U.S. Republicans conveniently pivoted away from the old “they’re taking our jobs” standby at this year’s Conservative Political Action Conference (CPAC). They’re focusing their ire on crime and drugs instead, with some participants going as far as to blame the fentanyl crisis on immigrants. Former U.S. President Donald Trump upped the ante during his address by promising mass deportations if he is re-elected.
But decades of anti-immigrant sentiment have already hurt the labor market and played a huge role in why many U.S. employers are desperate for workers. What’s worse, the current shortage of adult workers is fueling an explosion in child labor. And it’s only going to get worse if trends continue. Between falling birth rates, the baby boomer retirement cliff and the wave of immigrants returning to their home countries after decades of working in the U.S., a shrinking labor force threatens to exacerbate and even entrench the problem of child labor. Fortunately, there is a solution: robust and proactive immigration reform.

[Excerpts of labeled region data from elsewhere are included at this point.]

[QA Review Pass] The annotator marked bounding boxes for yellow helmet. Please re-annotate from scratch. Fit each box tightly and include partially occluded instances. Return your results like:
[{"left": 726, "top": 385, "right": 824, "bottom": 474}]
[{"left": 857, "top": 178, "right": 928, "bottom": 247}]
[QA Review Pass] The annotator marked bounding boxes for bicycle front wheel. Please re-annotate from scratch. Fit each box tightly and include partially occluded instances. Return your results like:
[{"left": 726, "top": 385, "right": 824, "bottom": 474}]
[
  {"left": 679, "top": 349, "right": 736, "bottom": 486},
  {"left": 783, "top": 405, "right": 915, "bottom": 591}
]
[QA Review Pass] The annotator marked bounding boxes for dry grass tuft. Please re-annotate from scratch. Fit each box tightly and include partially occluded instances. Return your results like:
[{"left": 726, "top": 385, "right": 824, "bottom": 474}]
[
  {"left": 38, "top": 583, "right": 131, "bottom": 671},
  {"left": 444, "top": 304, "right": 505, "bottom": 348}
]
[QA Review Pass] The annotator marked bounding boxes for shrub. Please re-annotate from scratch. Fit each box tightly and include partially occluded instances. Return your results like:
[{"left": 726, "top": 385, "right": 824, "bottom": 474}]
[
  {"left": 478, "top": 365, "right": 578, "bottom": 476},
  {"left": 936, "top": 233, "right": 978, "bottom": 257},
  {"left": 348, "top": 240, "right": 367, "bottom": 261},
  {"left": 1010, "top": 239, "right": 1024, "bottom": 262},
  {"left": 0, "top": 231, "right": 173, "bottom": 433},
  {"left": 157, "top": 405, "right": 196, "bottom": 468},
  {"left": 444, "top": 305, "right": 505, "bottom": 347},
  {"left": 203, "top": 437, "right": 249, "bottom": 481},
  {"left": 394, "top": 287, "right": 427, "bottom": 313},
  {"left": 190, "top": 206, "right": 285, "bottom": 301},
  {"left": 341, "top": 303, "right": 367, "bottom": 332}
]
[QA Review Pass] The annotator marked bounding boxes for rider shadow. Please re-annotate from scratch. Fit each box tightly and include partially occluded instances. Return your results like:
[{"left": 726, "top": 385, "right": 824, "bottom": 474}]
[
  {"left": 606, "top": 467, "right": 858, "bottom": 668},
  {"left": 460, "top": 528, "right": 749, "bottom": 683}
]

From stolen jobs to fentanyl
Anti-immigrant attitudes may be a mainstay of conservative politics, but their justifications appear to be much more flexible. Trump’s 2015 invocations of “They’re taking our jobs, they’re taking our manufacturing jobs, they’re taking our money, they’re killing us,” might ring hollow now — and maybe even prompt some to question their political loyalties in light of an actual labor shortage. But extreme conservatives have no problem pivoting to a different excuse.
The latest: fentanyl. Republicans blamed President Joe Biden’s mythical “open border” for the uptick in fentanyl deaths in the U.S. “Pick up a dollar, and it’s got fentanyl on it, and you’re dead,” Rep. Mark Green of Tennessee said at CPAC. He declared every American to be at risk.